Bubble? Did you say bubble?

Lahiji was 12 at the time, but he has been working to make amends ever since. After an entire adolescence of single-minded self-education in the stock market -- “I don’t have much time for girls,” says Lahiji -- the 20-year-old son of Iranian immigrants this month gets his chance to manage some real money. Working out of a bedroom in his parents’ Santa Monica, California, home, Lahiji will co-manage Milwaukee-based Frontier Equity Fund. Says Lahiji, who is suspending his studies at Santa Monica Community College, “I’ve been dreaming about this since I was 11.”

The fund, with a mere $60,000 in assets, needs a lift, to put it mildly. Owners Amy Siesennop, president of the fund, and Joel Blumenschein, who will be Lahiji’s co-manager, acquired it in an estate sale last year. (Siesennop worked for the fund’s previous owner-manager, James Fay.) “It’s arguably the worst mutual fund that’s ever existed,” says Morningstar analyst Jeff Ptak -- $1,000 invested at the fund’s May 1992 inception would have shriveled to $39 by this June.

Why Lahiji? “Can he do any worse?” asks Siesennop.

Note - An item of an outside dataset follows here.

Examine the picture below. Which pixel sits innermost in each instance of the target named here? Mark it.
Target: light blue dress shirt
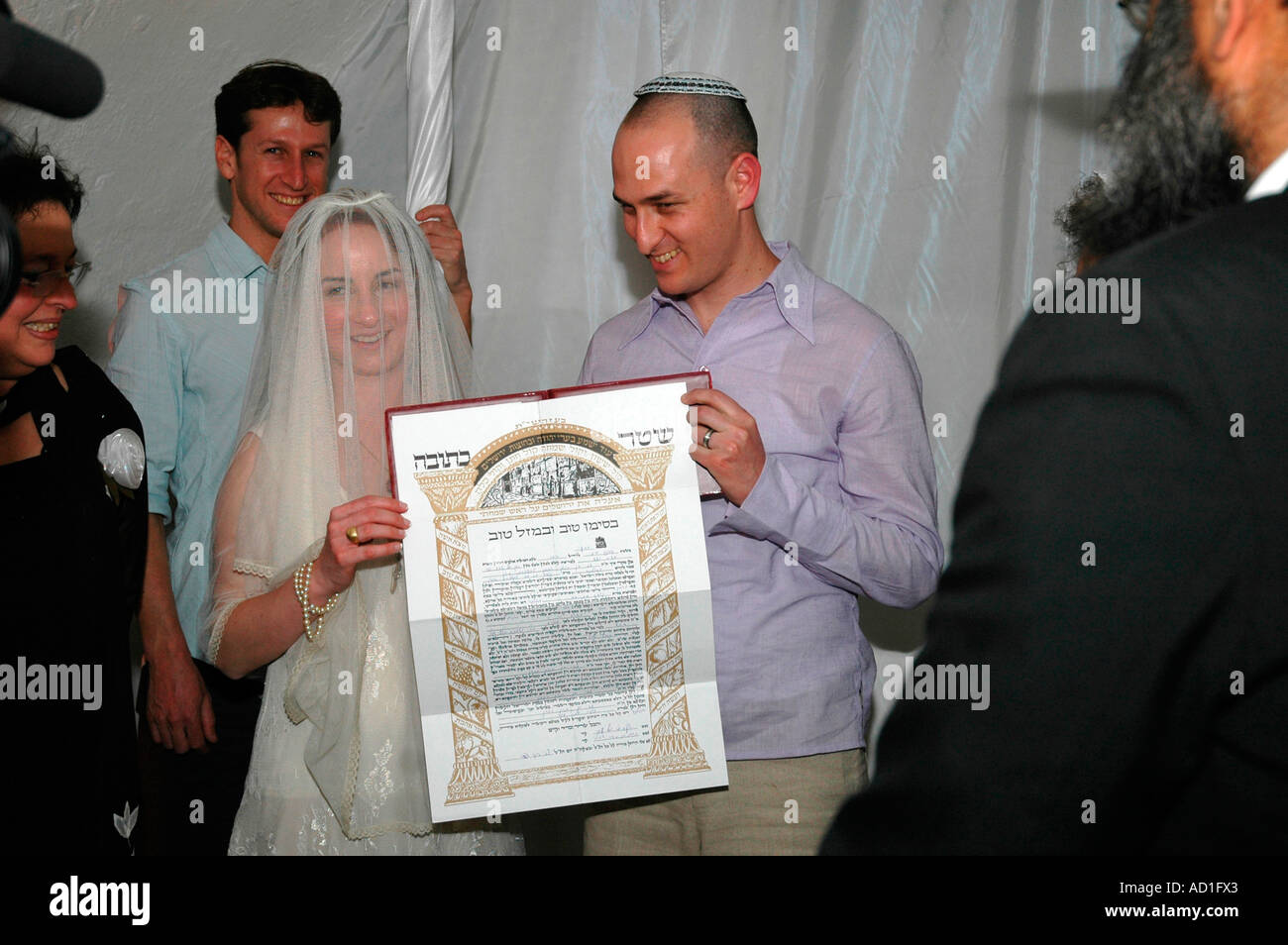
(844, 506)
(185, 370)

Lahiji gained media attention earlier this year when he boasted that he had read more than 12,000 annual reports in a 12-month period. He singled out some 160 obscure companies -- such as Female Health Co., a Chicago-based producer of female condoms -- and put them into a model portfolio that according to his Web site has appreciated 118 percent since November. The assertion caught the eye of the SEC, which last month began an informal investigation into its accuracy, Lahiji says. The SEC declines to comment, but Lahiji is back in the good graces of his father, who plans to put about $50,000 of his retirement money into Frontier. “That’s a significant step,” says the son, who won’t be paid his salary -- 0.75 percent of assets -- until the fund tops $3 million. “My best friends next year are going to be chocolate milk and Tums,” he sighs.